From: Michael Scott (scottm@DNS.workcomm.net)
Date: 05/09/96


On Wed, 8 May 1996, Hades wrote:

Okay, if I'm not mistaken .. you're changing the value of ch INSIDE a 
procedure then wondering why its back to normal once yer back outside.

	If that's your quandry.  Then its simple .. you can't change the 
value of ch inside a procedure and expect it to stay changed unless you 
send a reference to it.  (ie.. char_struct **) (in english a pointer to 
a character structure pointer).

	for instance .. say i have a simple routine:

void change_int (int a) {
	a++;
}

	now, say outside this routine i have a vaiable b and its equal 
to 3.  I send it to the routine and then i check it afterwards.. whammo
its still 3.  And thats because what i sent to the routine was the VALUE
of the variable and not the pointer to the variable itself.

	heres the routine you would want .. if you were actually wanting
to change the value of some int variable by sending to a procedure:

void change_int (int *a) {
	(*a)++;
}

	in this example i sent the reference to the value.. and i 
dereferenced it in the routine .. and changed it.  and when it gets back 
out of the routine  b will equal 4.

	Now back to the example Hades posted earlier and why he can still see 
all the char info even after he sends the ch variable through the 
free_char routine ... YES all the character structures have been 
released back to the system for its use,  it just hasnt got around to
reallocating it yet (and thus its still intact).

	Sorry, for the technical answer .. i KNOW this isnt CS 1.. :>

	But I had to respond with something that would hopefully make sense.

							Mike Scott
						(scottm@workcomm.net)
Ps. I have read this list for quite some time and I RARELY if ever 
answer questions.. (sorry) .. so it would really be unfair of me to take 
any part in deciding whether this list should be split. 
	Although (and Chris Austin may HATE me for this).. I due work on 
my mud late at night and I am running InterMUD.. (Manx@SaberMUD, for 
those of you who have intermud)  And if you have some question you feel 
is valid, I do quite often answer people there.

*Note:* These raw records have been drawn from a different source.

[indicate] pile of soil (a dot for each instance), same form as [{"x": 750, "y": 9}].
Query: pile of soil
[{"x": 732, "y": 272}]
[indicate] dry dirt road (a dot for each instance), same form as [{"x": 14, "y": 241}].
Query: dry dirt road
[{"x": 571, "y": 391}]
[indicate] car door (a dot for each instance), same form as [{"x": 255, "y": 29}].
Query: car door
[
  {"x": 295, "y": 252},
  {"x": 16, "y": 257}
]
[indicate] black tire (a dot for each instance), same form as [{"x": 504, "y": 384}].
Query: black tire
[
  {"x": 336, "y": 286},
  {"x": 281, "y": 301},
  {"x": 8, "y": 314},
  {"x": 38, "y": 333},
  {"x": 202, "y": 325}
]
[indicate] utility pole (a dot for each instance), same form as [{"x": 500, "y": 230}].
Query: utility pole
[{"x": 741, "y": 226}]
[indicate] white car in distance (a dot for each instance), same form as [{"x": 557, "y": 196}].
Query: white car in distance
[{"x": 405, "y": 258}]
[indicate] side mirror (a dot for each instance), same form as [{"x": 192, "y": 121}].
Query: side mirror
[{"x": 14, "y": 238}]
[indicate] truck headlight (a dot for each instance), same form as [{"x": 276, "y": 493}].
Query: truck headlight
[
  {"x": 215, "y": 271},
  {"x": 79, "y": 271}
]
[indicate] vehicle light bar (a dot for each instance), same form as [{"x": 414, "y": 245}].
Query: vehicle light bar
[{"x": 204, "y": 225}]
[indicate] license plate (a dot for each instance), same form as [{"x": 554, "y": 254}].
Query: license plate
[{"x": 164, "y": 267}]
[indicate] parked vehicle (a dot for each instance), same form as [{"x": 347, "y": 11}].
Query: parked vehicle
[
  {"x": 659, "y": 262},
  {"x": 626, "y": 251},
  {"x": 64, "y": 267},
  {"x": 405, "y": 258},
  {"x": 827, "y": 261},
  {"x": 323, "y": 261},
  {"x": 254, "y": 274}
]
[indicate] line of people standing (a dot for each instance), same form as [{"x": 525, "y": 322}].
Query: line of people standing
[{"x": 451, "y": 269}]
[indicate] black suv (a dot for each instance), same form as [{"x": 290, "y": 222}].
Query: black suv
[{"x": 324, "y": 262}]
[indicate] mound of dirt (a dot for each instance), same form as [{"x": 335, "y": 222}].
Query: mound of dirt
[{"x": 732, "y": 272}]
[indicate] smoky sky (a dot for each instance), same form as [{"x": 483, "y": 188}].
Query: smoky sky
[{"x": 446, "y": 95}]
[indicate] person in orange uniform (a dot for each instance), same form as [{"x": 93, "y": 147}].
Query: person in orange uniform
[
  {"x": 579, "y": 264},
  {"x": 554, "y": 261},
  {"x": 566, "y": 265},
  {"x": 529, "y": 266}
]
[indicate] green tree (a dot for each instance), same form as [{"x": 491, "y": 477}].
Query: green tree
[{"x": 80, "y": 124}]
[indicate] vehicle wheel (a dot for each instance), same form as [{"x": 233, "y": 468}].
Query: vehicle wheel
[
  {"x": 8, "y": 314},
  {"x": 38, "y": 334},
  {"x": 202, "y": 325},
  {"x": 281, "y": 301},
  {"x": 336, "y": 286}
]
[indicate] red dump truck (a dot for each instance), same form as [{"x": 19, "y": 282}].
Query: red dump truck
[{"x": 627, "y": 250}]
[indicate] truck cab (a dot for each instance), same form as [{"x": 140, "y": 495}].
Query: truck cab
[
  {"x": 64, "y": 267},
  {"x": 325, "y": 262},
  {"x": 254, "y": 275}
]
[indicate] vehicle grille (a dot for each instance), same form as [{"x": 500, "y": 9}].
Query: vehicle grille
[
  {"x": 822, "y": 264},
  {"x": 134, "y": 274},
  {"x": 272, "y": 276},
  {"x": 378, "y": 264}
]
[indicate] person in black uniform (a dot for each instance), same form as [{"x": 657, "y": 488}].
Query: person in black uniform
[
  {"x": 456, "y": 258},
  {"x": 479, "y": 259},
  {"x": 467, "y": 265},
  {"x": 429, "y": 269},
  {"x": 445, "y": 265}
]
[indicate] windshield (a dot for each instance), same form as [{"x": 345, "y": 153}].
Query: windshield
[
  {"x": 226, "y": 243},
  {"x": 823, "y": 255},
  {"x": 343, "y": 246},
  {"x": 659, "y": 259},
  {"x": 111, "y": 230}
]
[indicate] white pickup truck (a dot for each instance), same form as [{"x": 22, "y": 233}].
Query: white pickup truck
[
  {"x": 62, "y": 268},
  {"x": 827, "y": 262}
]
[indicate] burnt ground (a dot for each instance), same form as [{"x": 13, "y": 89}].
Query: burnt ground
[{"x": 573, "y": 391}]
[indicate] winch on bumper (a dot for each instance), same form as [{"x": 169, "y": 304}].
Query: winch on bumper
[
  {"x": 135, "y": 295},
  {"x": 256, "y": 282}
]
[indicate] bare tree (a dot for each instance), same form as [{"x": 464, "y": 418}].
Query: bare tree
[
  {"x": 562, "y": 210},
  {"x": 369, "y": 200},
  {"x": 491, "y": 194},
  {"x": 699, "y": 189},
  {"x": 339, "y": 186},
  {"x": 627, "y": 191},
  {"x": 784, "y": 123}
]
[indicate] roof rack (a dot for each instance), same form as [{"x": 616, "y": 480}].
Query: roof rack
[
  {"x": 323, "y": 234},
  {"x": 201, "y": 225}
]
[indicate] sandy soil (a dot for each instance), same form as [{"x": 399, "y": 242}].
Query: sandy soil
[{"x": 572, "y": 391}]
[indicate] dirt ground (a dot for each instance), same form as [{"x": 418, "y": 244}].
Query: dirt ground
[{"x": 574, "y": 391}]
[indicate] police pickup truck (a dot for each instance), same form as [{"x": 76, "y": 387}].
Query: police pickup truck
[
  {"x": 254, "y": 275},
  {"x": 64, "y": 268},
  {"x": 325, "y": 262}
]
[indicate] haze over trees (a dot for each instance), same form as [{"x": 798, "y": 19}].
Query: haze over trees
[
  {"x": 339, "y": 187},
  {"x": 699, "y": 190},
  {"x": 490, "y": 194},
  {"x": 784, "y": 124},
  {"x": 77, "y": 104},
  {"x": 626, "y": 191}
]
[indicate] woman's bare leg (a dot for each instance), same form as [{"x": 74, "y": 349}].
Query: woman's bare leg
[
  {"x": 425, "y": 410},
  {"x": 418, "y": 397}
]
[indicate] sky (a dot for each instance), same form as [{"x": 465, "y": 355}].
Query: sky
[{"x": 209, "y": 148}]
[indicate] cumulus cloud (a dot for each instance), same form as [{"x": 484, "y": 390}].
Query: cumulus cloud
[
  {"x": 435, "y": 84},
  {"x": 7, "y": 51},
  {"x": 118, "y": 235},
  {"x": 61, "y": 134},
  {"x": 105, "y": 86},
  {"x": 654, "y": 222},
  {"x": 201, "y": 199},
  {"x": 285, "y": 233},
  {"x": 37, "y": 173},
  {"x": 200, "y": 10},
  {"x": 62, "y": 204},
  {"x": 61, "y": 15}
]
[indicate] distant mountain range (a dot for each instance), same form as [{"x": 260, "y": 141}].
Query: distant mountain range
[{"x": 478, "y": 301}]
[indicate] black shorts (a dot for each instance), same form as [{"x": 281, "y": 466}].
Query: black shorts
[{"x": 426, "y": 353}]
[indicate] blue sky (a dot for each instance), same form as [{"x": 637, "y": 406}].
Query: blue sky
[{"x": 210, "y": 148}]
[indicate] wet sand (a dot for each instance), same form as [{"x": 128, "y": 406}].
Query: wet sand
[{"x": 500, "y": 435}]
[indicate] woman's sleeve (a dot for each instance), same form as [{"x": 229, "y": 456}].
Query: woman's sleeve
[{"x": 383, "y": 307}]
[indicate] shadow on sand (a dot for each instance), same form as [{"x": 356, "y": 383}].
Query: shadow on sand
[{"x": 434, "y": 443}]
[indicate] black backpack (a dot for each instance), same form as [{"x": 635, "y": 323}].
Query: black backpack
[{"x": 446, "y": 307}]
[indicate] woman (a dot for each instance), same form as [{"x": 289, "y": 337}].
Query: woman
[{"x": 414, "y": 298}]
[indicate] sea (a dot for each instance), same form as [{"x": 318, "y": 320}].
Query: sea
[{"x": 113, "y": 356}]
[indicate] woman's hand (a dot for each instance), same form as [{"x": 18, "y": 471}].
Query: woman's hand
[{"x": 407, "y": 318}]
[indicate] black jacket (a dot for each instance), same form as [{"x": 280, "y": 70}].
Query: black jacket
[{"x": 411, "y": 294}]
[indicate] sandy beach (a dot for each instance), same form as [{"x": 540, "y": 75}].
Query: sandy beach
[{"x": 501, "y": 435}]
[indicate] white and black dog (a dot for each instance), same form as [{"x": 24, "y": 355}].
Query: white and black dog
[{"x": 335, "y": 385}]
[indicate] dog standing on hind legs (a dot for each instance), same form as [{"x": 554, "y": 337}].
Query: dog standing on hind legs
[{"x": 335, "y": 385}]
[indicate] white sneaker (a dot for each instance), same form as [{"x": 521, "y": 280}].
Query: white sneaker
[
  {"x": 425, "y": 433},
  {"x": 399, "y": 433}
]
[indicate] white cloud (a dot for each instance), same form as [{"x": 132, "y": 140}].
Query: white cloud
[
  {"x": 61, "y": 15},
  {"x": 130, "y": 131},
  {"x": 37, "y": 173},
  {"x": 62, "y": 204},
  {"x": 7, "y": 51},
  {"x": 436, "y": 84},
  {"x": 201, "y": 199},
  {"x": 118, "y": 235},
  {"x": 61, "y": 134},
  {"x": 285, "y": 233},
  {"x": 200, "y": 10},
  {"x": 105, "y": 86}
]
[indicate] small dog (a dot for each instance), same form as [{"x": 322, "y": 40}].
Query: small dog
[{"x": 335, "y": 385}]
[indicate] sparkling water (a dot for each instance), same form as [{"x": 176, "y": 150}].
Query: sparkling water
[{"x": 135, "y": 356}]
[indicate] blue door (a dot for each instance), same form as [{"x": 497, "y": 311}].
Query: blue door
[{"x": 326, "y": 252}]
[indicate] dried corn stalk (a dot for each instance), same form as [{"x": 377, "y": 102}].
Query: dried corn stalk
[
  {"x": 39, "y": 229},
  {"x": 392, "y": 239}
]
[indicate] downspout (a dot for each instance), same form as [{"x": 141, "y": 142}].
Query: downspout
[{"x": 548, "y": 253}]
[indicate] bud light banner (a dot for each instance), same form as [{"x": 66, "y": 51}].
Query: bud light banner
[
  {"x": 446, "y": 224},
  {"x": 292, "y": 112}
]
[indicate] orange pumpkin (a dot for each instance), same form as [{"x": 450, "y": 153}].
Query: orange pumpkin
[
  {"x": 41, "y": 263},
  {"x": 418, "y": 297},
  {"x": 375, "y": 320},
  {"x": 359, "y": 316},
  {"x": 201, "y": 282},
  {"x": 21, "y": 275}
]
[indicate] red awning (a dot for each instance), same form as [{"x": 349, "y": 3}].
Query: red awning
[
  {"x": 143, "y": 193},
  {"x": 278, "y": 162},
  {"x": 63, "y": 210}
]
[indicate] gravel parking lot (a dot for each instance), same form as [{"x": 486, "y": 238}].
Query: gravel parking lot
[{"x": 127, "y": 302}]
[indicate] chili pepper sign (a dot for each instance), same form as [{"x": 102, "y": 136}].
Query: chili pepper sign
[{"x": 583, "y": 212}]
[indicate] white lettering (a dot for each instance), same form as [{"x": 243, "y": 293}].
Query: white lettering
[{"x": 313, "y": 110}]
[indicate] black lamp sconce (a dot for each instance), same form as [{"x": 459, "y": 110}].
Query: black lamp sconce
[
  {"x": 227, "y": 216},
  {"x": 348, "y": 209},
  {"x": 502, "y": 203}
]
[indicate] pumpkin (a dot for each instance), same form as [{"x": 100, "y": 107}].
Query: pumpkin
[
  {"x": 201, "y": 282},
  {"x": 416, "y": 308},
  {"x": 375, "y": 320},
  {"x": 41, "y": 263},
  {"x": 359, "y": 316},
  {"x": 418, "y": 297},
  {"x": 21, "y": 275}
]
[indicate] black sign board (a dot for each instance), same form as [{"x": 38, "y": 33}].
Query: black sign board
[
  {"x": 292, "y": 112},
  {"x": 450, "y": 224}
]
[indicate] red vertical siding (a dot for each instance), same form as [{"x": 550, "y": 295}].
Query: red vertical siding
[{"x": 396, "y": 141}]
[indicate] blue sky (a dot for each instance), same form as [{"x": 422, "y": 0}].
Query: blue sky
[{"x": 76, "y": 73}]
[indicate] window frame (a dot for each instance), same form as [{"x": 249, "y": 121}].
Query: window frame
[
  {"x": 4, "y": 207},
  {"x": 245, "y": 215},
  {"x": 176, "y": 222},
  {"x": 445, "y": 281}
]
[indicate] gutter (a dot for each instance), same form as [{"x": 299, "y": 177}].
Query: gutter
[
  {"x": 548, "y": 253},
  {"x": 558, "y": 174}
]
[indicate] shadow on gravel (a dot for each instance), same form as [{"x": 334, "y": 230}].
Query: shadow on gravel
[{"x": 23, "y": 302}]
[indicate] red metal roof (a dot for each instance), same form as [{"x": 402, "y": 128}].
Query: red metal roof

> Date: Wed, 8 May 1996 23:54:02 -0400 (EDT)
> From: Hades <tourach@servtech.com>
> To: Circle Mailing List <circle@pvv.unit.no>
> Subject: Oh man is this a bad one...
> 
> extract_char(ch)... in there it calls free_char(ch), which SHOULD free all
> memory used by a char, right? Then it frees the ch itself with free(ch) then
> ch = NULL; right?
> 
> SO when it returns from free_char, ch SHOUDL = NULL, right?
> 
> SO when it returns from extract_char, ch should be null, right?